Kołecki na Facebooku podziękował swoim najbliższym i kibicom za wsparcie przy ostatniej walce w KSW. 39-latek docenił też klasę rywala - Martina Zawady.
"W pierwszych słowach chcę podziękować mojemu przeciwnikowi Martinowi Zawadzie za twardą, mocną i nieustępliwą walkę dosłownie do ostatniej sekundy. Martin jesteś prawdziwym twardzielem, a jednocześnie świetnym gościem. Dziękuję i życzę Tobie wszystkiego co najlepsze" - napisał Szymon Kołecki.

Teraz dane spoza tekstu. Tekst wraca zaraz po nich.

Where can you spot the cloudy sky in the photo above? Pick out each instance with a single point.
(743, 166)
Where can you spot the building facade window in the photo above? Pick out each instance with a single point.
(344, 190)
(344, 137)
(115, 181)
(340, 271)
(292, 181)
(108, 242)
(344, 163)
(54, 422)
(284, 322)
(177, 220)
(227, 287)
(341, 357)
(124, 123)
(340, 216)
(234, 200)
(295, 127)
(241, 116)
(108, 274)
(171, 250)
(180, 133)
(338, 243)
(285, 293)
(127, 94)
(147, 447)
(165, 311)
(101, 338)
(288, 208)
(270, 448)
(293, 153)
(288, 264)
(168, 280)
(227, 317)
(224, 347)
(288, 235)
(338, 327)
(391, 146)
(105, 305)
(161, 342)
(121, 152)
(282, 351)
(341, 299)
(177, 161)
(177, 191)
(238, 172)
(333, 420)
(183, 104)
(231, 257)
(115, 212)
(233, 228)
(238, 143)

Utytułowany sztangista podziękował też KSW za wsparcie akcji zbiórki pieniędzy dla Laury Paczuły. "Podjęliście odważne decyzje i wykonaliście szlachetne działanie. Brawo!".
ZOBACZ WIDEO: Efektowny nokaut na KSW 58. Zobacz "niewidzialny cios" Torresa w zwolnionym tempie
Szymon Kołecki jest na fali trzech wygranych z rzędu w Konfrontacji Sztuk Walki. Podopieczny trenera Mirosława Oknińskiego pokonał kolejno Mariusza Pudzianowskiego, Damiana Janikowskiego i Martina Zawadę.

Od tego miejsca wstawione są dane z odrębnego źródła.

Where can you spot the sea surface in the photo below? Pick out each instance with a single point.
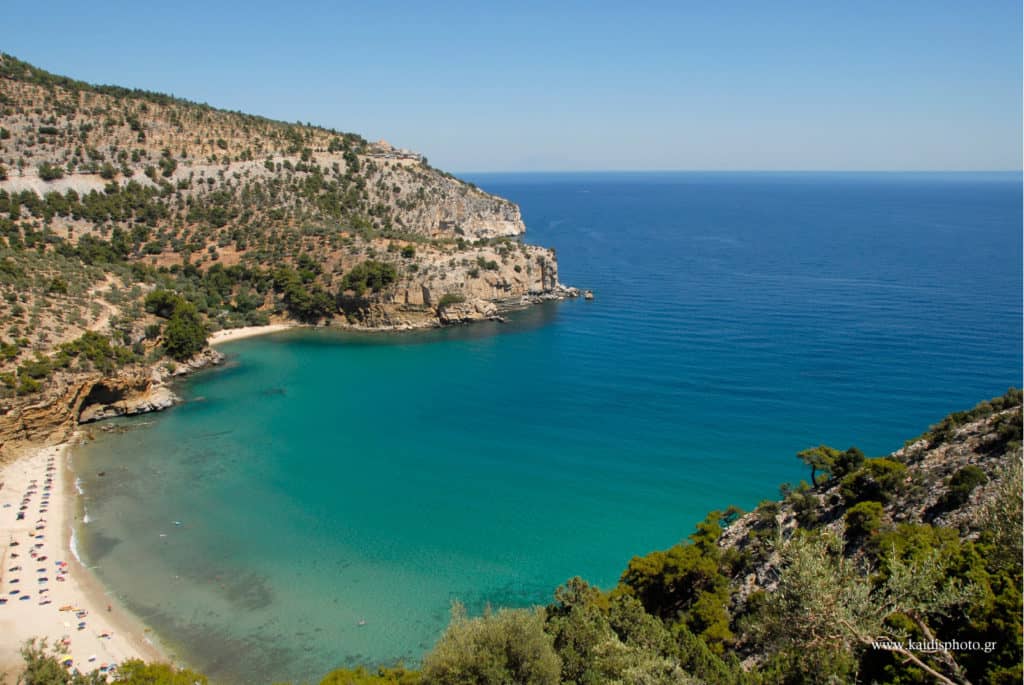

Mistrz olimpijski zdradził, że lada dzień rozpocznie przygotowania do następnego pojedynku w KSW. "Kończąc chcę przypomnieć słowa piosenki wykonywanej przez zespół BAJM - "Co mi panie dasz w ten niepewny czas". Po 40 latach znów żyjemy w okresie dużej niepewności, ale jedno jest pewne, kolejna machina przygotowań zaraz rusza!" - dodał.
Kolejnym rywalem Kołeckiego może być jeden z pionierów polskiego MMA, Łukasz Jurkowski. W 2020 roku KSW musiało dwukrotnie odwołać ich pojedynek.